The announcement came a day before ABB reported record results for 2007. On Feb. 14, ABB said that net income increased to a record $3.8 billion in 2007 from $1.4 billion a year earlier, as markets remained strong and further operational improvements were made. In addition, a gain on the sale of ABB Lummus Global and a tax benefit together contributed approximately $1 billion to the 2007 net income, the company said.
Kindle joined ABB in September 2004 and took over as President and CEO in January 2005. He oversaw a period of strong organic growth and a return to profitability at ABB. The Board fully supports the strategic targets announced in September 2007 and is confident in the Executive Committee’s ability to drive the strategy forward, ABB said. The Board will immediately begin the search for a successor.
“The Board is very thankful to Fred Kindle for driving the company to the extraordinary level of performance it achieved over the last three years,” Chairman Hubertus von Grünberg said. “He successfully streamlined and strengthened the company’s operations around the world. Under his leadership, ABB today is a leading company in respect of growth, profitability and business ethics.”

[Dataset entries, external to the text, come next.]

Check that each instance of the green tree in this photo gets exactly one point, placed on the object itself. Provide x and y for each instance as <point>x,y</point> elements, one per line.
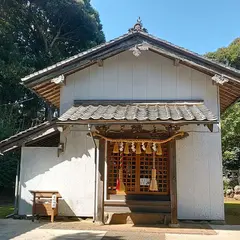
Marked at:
<point>35,34</point>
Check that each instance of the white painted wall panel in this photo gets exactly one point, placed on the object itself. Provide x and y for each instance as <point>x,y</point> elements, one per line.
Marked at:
<point>72,174</point>
<point>199,176</point>
<point>149,76</point>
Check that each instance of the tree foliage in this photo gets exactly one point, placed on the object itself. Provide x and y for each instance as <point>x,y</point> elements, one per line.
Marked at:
<point>35,34</point>
<point>230,119</point>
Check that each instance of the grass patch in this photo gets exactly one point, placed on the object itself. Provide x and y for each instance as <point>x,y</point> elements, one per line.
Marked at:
<point>6,210</point>
<point>232,212</point>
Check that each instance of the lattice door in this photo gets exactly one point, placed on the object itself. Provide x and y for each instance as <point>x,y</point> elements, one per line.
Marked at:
<point>137,171</point>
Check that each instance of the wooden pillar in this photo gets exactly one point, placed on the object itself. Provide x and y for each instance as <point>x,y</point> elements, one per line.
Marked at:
<point>100,181</point>
<point>173,183</point>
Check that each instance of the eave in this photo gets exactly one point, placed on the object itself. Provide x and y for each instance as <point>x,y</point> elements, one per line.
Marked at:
<point>40,82</point>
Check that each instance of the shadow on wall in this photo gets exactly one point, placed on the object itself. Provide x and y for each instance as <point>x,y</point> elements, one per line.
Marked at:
<point>89,235</point>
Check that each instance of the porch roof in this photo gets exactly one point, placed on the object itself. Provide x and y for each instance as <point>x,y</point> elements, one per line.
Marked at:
<point>138,111</point>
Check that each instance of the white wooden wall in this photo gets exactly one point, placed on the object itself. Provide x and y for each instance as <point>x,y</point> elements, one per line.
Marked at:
<point>72,174</point>
<point>153,77</point>
<point>149,76</point>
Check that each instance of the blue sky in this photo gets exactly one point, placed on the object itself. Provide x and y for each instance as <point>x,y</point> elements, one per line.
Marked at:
<point>198,25</point>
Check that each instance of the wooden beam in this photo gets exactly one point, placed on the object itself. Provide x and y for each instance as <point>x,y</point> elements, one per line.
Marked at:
<point>42,86</point>
<point>54,98</point>
<point>100,181</point>
<point>173,183</point>
<point>52,93</point>
<point>229,93</point>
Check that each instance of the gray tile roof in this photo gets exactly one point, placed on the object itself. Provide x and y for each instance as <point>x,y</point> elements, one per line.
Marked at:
<point>160,41</point>
<point>173,111</point>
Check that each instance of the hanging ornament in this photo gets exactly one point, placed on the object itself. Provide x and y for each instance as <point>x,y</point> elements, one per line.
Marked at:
<point>121,147</point>
<point>133,147</point>
<point>159,150</point>
<point>115,148</point>
<point>153,184</point>
<point>148,149</point>
<point>126,149</point>
<point>138,148</point>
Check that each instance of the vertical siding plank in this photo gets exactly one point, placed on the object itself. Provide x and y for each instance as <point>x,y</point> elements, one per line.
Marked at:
<point>81,84</point>
<point>185,178</point>
<point>96,82</point>
<point>153,77</point>
<point>169,81</point>
<point>184,82</point>
<point>198,85</point>
<point>110,77</point>
<point>211,96</point>
<point>201,190</point>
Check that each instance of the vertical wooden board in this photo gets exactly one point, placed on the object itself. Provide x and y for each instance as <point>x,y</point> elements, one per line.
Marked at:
<point>110,77</point>
<point>185,178</point>
<point>198,85</point>
<point>169,82</point>
<point>140,77</point>
<point>184,82</point>
<point>201,175</point>
<point>211,96</point>
<point>81,84</point>
<point>216,183</point>
<point>96,82</point>
<point>153,76</point>
<point>125,75</point>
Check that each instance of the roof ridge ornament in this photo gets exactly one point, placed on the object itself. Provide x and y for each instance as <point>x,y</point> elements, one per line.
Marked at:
<point>138,27</point>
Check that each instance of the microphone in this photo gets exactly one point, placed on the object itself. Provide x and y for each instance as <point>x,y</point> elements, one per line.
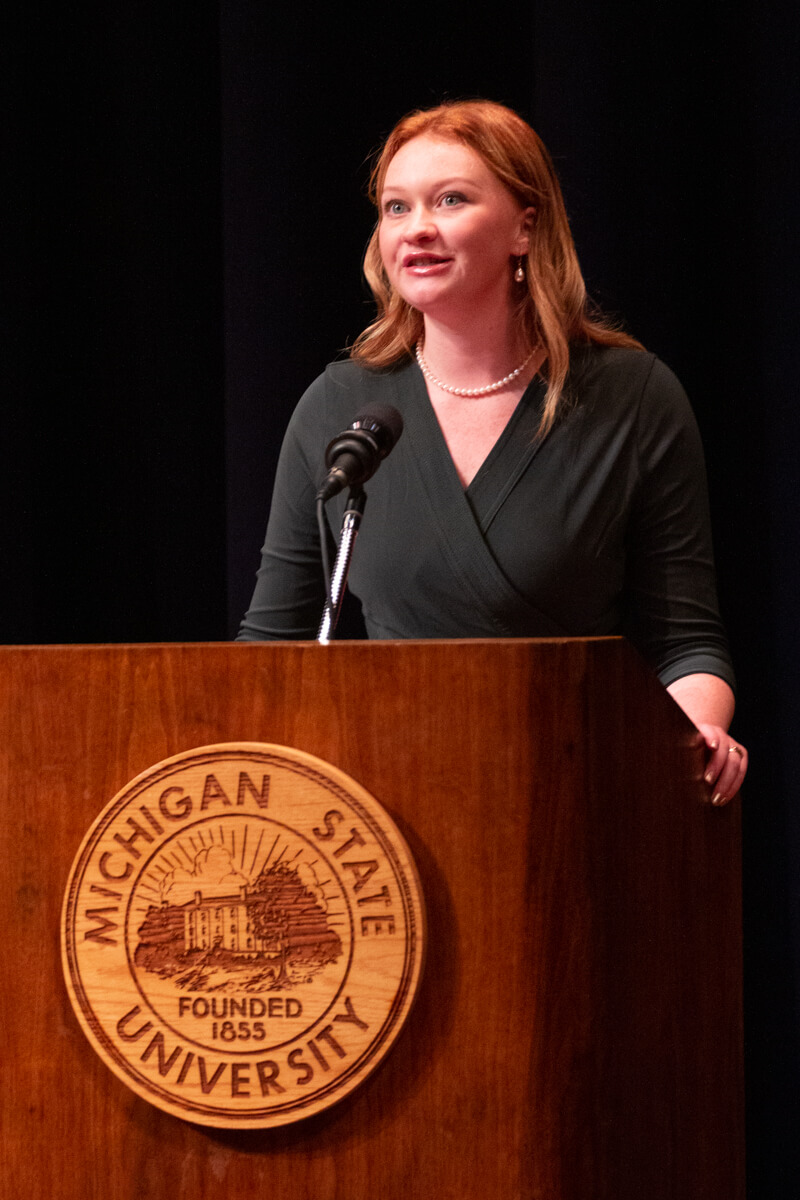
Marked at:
<point>354,456</point>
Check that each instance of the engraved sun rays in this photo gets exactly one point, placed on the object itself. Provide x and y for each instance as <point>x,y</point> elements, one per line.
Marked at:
<point>250,851</point>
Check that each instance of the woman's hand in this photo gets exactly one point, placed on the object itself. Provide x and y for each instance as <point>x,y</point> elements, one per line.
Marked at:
<point>708,702</point>
<point>727,765</point>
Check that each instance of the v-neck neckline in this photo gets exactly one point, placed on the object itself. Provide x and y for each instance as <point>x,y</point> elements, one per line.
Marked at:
<point>511,453</point>
<point>461,517</point>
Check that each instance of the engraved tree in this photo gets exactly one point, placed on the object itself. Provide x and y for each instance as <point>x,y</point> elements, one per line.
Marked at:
<point>288,917</point>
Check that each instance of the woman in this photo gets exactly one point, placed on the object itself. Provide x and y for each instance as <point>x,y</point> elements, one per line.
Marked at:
<point>549,480</point>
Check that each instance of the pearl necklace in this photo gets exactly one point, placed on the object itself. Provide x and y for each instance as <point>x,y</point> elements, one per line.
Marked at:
<point>469,391</point>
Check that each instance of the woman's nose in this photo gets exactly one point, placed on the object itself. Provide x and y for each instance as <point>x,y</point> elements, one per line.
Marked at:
<point>421,225</point>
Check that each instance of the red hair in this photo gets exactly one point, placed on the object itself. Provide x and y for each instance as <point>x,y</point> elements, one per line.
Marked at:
<point>553,309</point>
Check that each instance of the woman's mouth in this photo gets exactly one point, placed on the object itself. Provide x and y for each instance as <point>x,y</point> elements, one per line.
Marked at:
<point>423,263</point>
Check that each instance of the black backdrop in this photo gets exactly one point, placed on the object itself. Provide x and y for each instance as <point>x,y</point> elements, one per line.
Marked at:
<point>182,256</point>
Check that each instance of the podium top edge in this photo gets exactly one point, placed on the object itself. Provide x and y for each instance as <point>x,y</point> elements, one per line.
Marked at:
<point>84,647</point>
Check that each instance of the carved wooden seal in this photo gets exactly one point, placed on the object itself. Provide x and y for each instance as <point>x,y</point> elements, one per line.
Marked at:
<point>242,935</point>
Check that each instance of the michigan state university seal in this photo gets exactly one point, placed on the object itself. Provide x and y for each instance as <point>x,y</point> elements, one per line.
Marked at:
<point>242,935</point>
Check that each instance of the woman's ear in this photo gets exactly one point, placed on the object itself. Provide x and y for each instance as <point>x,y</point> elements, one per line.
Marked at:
<point>523,243</point>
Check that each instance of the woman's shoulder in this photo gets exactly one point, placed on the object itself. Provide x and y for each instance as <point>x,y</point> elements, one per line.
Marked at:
<point>620,377</point>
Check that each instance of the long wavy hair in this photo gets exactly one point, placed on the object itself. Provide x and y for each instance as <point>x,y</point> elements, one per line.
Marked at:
<point>552,306</point>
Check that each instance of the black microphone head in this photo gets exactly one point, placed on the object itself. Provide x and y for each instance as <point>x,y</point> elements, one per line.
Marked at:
<point>384,423</point>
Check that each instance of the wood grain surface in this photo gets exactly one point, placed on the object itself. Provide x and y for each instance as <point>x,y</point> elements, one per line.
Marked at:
<point>578,1030</point>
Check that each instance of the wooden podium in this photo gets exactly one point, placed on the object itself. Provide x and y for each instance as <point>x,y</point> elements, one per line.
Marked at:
<point>578,1029</point>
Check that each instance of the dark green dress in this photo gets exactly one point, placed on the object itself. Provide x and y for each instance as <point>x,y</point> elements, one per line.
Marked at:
<point>600,528</point>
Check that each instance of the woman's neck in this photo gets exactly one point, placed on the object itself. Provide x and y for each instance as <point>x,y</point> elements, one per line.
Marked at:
<point>469,354</point>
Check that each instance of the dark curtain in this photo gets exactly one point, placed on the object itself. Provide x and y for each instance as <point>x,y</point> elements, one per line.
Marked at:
<point>182,256</point>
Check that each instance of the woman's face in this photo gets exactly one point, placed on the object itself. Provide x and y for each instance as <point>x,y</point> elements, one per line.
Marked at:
<point>449,229</point>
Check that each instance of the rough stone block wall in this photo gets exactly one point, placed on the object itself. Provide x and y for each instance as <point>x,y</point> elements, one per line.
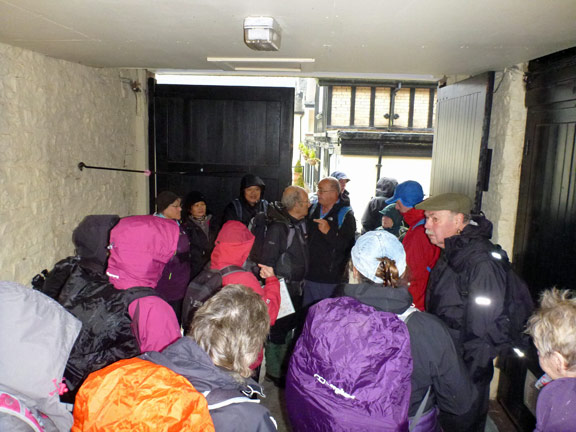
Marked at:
<point>54,114</point>
<point>421,108</point>
<point>507,130</point>
<point>381,106</point>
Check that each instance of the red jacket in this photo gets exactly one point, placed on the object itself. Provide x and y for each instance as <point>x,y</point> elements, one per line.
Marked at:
<point>421,255</point>
<point>232,247</point>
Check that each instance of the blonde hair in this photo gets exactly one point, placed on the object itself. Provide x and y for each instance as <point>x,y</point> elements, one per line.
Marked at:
<point>553,325</point>
<point>231,327</point>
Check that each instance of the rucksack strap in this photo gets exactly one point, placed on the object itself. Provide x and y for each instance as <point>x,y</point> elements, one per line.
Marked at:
<point>220,398</point>
<point>230,269</point>
<point>420,411</point>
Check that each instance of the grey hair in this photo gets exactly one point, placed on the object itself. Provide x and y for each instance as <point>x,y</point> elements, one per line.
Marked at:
<point>291,196</point>
<point>232,327</point>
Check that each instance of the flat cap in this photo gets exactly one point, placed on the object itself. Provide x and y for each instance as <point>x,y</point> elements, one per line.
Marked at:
<point>458,203</point>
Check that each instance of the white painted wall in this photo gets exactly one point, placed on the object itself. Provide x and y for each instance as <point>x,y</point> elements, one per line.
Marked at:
<point>507,130</point>
<point>54,114</point>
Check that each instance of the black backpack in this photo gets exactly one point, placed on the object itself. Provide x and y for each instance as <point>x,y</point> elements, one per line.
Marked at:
<point>106,334</point>
<point>207,283</point>
<point>518,305</point>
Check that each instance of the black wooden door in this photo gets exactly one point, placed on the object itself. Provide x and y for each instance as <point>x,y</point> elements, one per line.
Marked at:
<point>545,236</point>
<point>206,138</point>
<point>460,155</point>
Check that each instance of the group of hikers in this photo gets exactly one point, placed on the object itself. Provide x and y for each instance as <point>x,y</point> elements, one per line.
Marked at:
<point>162,322</point>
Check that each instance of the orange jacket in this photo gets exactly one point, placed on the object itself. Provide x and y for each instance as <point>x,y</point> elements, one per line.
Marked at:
<point>137,395</point>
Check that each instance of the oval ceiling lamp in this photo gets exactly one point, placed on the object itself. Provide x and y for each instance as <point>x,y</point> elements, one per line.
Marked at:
<point>262,33</point>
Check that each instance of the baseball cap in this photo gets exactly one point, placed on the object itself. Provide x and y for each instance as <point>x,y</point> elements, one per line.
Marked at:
<point>339,175</point>
<point>409,192</point>
<point>456,202</point>
<point>374,245</point>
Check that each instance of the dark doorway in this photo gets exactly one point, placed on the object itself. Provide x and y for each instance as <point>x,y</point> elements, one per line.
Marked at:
<point>206,138</point>
<point>545,236</point>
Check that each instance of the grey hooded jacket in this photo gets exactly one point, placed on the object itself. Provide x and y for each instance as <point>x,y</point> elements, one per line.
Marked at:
<point>237,413</point>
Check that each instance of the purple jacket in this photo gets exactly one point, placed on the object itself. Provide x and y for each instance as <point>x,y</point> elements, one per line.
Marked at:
<point>174,281</point>
<point>556,407</point>
<point>350,370</point>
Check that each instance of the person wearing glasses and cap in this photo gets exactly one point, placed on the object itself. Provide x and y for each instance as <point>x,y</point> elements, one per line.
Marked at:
<point>467,290</point>
<point>421,255</point>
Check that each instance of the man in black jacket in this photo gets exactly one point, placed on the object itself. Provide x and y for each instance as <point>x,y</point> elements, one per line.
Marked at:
<point>249,203</point>
<point>372,217</point>
<point>331,235</point>
<point>467,290</point>
<point>285,249</point>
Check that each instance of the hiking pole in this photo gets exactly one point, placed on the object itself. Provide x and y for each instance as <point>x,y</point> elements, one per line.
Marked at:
<point>200,171</point>
<point>82,165</point>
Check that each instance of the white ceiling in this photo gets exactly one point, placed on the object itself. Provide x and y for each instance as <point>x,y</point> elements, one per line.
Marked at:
<point>371,38</point>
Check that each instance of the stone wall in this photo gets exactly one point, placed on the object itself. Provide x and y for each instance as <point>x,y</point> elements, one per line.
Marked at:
<point>54,114</point>
<point>507,129</point>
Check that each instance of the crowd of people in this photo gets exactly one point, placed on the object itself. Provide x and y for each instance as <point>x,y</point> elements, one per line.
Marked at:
<point>161,322</point>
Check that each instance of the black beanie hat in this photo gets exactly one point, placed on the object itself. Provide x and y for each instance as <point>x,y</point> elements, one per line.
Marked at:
<point>164,199</point>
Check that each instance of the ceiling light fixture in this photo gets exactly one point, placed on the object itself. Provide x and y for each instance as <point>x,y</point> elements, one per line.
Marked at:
<point>262,33</point>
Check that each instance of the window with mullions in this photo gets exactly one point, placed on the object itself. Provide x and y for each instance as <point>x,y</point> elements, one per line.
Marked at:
<point>380,107</point>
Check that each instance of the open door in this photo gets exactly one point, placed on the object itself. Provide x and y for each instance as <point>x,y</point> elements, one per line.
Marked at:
<point>545,236</point>
<point>460,154</point>
<point>206,138</point>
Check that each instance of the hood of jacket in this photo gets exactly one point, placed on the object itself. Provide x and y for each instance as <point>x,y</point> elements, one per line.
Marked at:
<point>386,187</point>
<point>475,237</point>
<point>413,216</point>
<point>251,180</point>
<point>36,337</point>
<point>385,299</point>
<point>91,239</point>
<point>140,247</point>
<point>232,245</point>
<point>186,358</point>
<point>278,213</point>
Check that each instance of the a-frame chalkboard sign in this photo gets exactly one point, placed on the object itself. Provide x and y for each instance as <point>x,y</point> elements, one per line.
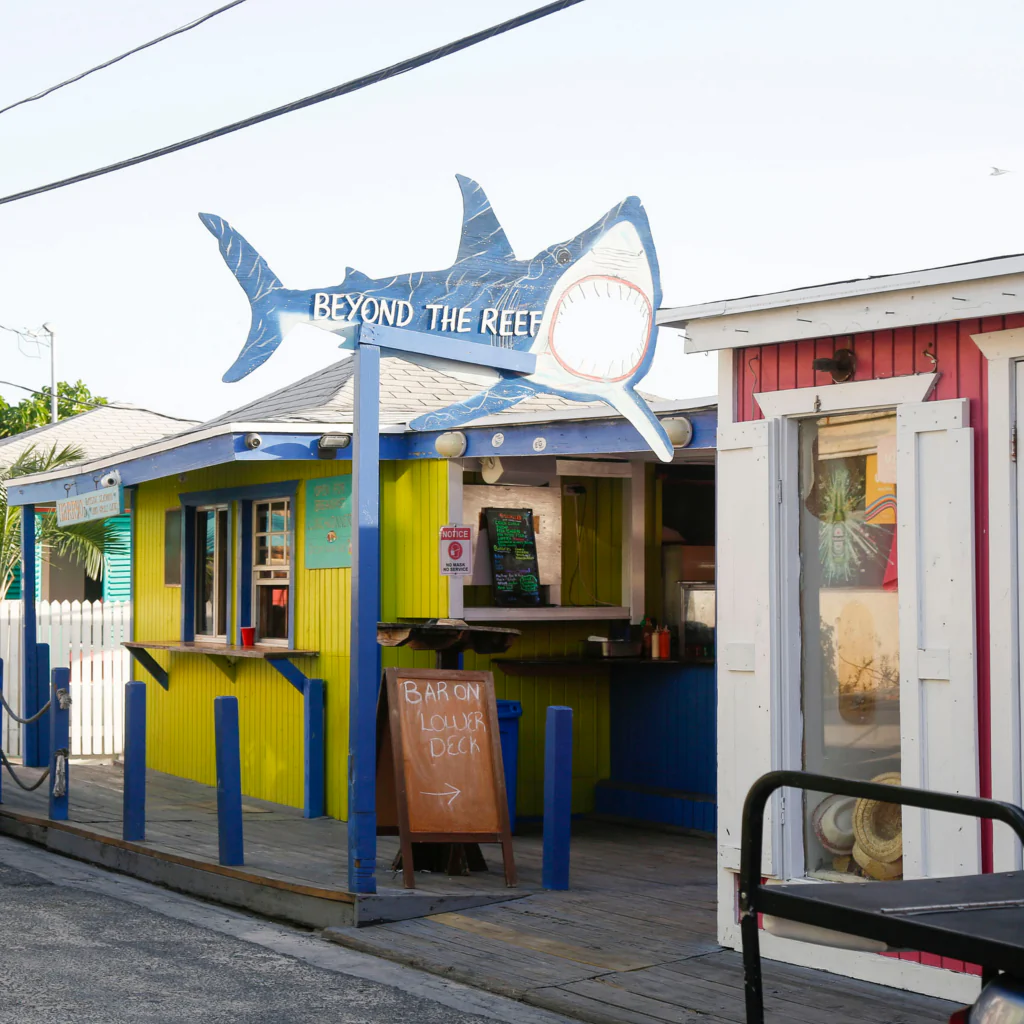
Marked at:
<point>439,773</point>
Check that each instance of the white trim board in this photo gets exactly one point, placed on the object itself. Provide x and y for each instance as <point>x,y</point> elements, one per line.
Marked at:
<point>803,315</point>
<point>1003,349</point>
<point>845,397</point>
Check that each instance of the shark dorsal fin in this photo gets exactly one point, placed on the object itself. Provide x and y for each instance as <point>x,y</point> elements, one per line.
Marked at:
<point>481,235</point>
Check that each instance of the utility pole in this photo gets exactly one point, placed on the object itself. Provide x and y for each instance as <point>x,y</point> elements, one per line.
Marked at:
<point>48,328</point>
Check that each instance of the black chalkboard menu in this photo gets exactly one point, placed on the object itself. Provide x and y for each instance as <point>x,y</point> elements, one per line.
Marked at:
<point>514,572</point>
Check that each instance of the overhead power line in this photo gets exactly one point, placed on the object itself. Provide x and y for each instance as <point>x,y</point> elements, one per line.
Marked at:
<point>355,84</point>
<point>114,60</point>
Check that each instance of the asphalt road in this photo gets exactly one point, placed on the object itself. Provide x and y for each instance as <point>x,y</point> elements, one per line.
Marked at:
<point>80,944</point>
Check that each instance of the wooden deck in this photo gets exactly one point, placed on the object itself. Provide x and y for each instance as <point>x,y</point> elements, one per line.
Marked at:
<point>633,942</point>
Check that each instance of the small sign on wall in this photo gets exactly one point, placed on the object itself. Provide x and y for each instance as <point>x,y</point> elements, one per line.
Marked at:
<point>457,550</point>
<point>329,522</point>
<point>93,505</point>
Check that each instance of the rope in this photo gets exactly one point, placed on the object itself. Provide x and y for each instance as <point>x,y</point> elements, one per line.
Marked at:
<point>28,788</point>
<point>26,721</point>
<point>60,774</point>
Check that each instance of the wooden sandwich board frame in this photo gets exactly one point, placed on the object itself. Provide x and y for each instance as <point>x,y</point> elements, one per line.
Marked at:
<point>392,795</point>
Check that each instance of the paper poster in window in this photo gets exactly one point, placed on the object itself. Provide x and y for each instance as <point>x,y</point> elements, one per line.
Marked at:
<point>329,523</point>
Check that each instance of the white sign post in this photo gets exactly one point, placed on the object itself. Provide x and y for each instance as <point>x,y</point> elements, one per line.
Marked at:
<point>457,550</point>
<point>92,505</point>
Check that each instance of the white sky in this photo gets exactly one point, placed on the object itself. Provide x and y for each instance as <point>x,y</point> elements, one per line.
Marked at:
<point>773,145</point>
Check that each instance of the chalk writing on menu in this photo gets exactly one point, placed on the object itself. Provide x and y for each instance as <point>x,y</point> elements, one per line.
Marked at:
<point>514,570</point>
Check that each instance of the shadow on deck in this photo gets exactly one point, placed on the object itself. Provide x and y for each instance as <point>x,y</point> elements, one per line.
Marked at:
<point>633,941</point>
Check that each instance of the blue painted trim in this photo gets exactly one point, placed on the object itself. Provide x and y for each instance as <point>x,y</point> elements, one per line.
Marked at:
<point>222,496</point>
<point>365,678</point>
<point>133,816</point>
<point>152,666</point>
<point>225,723</point>
<point>446,347</point>
<point>59,740</point>
<point>295,676</point>
<point>30,742</point>
<point>313,804</point>
<point>557,798</point>
<point>244,594</point>
<point>187,573</point>
<point>189,457</point>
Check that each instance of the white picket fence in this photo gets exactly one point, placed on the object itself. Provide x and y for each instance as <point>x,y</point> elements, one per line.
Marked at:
<point>85,637</point>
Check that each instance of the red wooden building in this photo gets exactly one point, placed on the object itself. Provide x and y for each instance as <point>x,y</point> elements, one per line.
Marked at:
<point>868,577</point>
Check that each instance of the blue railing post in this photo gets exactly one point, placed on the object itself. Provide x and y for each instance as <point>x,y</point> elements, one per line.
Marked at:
<point>312,715</point>
<point>225,722</point>
<point>59,744</point>
<point>31,701</point>
<point>365,672</point>
<point>133,814</point>
<point>557,798</point>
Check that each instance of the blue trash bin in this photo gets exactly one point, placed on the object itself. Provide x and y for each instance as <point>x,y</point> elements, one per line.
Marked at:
<point>509,713</point>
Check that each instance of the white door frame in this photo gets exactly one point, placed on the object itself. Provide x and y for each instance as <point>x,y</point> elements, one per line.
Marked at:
<point>1004,349</point>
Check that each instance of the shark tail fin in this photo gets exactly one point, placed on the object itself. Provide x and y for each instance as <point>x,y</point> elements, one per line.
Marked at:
<point>647,424</point>
<point>266,295</point>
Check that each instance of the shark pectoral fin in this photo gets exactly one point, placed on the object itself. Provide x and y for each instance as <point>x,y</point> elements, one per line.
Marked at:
<point>627,401</point>
<point>501,396</point>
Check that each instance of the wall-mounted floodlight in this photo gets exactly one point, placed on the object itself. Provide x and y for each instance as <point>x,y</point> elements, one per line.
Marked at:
<point>679,429</point>
<point>451,444</point>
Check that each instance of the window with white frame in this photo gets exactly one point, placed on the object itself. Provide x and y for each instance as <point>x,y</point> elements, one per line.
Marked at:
<point>271,568</point>
<point>849,599</point>
<point>211,571</point>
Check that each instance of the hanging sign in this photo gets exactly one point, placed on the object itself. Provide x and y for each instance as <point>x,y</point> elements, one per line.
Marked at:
<point>457,550</point>
<point>584,307</point>
<point>93,505</point>
<point>439,773</point>
<point>329,522</point>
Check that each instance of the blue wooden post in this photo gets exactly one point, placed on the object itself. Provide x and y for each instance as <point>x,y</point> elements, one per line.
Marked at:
<point>557,798</point>
<point>30,674</point>
<point>59,745</point>
<point>133,813</point>
<point>312,713</point>
<point>365,678</point>
<point>225,722</point>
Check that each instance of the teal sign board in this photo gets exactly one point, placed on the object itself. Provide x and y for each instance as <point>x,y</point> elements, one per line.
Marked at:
<point>329,523</point>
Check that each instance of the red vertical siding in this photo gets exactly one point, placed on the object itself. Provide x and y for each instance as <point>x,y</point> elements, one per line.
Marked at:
<point>947,348</point>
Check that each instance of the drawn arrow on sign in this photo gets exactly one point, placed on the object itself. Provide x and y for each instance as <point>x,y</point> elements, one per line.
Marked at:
<point>451,792</point>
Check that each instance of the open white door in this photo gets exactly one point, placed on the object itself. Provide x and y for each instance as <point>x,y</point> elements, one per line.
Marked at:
<point>747,503</point>
<point>938,674</point>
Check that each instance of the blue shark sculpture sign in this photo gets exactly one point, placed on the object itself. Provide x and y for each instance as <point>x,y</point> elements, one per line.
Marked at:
<point>585,307</point>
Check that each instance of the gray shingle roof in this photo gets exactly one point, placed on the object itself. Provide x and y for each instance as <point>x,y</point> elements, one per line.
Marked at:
<point>97,432</point>
<point>407,390</point>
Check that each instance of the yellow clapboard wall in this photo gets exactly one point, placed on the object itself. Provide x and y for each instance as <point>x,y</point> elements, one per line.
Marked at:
<point>180,740</point>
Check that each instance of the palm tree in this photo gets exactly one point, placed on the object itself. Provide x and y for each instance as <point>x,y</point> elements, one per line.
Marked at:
<point>85,543</point>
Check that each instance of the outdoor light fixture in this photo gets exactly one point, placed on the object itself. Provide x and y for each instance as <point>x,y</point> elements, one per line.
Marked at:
<point>451,444</point>
<point>329,445</point>
<point>679,429</point>
<point>843,365</point>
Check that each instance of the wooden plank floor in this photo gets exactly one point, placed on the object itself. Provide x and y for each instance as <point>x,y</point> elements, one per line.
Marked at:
<point>633,942</point>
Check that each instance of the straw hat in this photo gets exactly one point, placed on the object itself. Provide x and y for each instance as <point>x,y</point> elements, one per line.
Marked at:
<point>876,868</point>
<point>833,823</point>
<point>878,826</point>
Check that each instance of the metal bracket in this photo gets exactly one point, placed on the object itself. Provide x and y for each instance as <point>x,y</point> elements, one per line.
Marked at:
<point>152,666</point>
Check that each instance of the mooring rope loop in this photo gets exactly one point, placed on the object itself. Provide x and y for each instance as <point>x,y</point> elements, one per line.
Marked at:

In its earnings report, ABB said that full-year earnings before interest and taxes (EBIT) grew 57 percent in 2007 to $4 billion on a 25 percent increase in revenues to $29.2 billion. Orders were 27 percent higher, leading to an order backlog of $22.7 billion at the end of 2007, an increase of 44 percent vs. the end of 2006.
Orders, revenues and EBIT grew in all divisions and regions as global demand remained strong for technology to increase power grid reliability, industrial productivity and energy efficiency. Strong demand, strategic measures and operational improvements, such as more sourcing from emerging economies, helped lift the EBIT margin to 13.8 percent from 11.0 percent in 2006. Cash flow from operating activities increased 58 percent to $3 billion, reflecting both higher EBIT and improvements in working capital management.
“2007 was a great year for ABB,” said Demaré. “Demand remained strong around the globe for the products and services at the heart of our business—to increase energy efficiency, deliver power more reliably, and improve industrial productivity. We also profited again from our improved operational performance and expansion in emerging markets. This puts us in a strong position heading into 2008.”